Um dos guardas afasta Tobias de mim. Eu arquejo, respirando penosamente e enchendo meus pulmões com ar.
Ele se foi. Controlado pela simulação, ele agora irá matar as pessoas que há três minutos chamava de inocentes. Se Jeanine o tivesse matado, doeria menos do que isso.
— A vantagem dessa versão da simulação — ela diz, seus olhos ardendo. — É que ele pode agir independentemente, e é, portanto, muito mais eficiente do que um soldado estúpido.
Ela olha para os guardas que seguram Tobias. Ele luta contra eles, seus músculos tensos, os olhos focados em mim, mas sem me ver, não da forma como ele costumava me ver.
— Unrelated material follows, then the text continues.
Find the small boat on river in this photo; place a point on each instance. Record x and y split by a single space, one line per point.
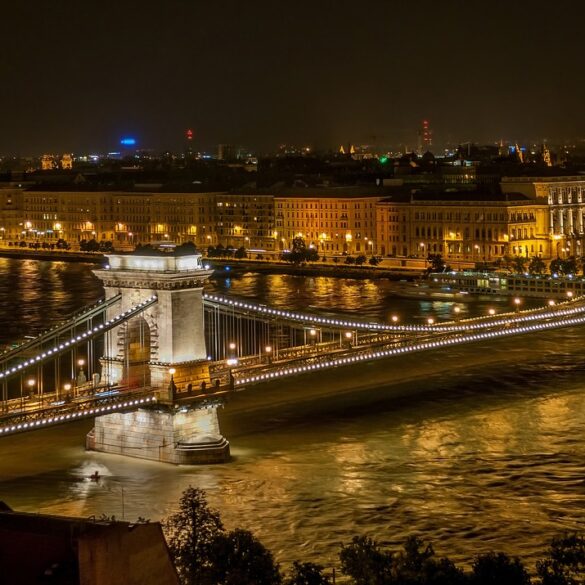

— Mande-o para a sala de controle. Queremos alguém sensível para monitorar as coisas e, se não me engano, ele costumava trabalhar lá.
Jeanine pressiona suas mãos juntas em frente a ela.
— E levem ela para o quarto B13 — diz, acenando para me dispensar.
Aquele aceno ordena minha execução, mas para ela é só um item a menos em sua lista de tarefas, a única progressão lógica do caminho particular em que ela está. Ela me examina friamente enquanto dois soldados Audácia me empurram para fora da sala.
Eles me arrastam pelo corredor. Sinto-me adormecida por dentro, mas por fora eu grito, me debatendo com vigor. Mordo a mão que pertence ao homem à minha direita e sorrio quando sinto o gosto de sangue na boca. Então ele me bate e tudo some.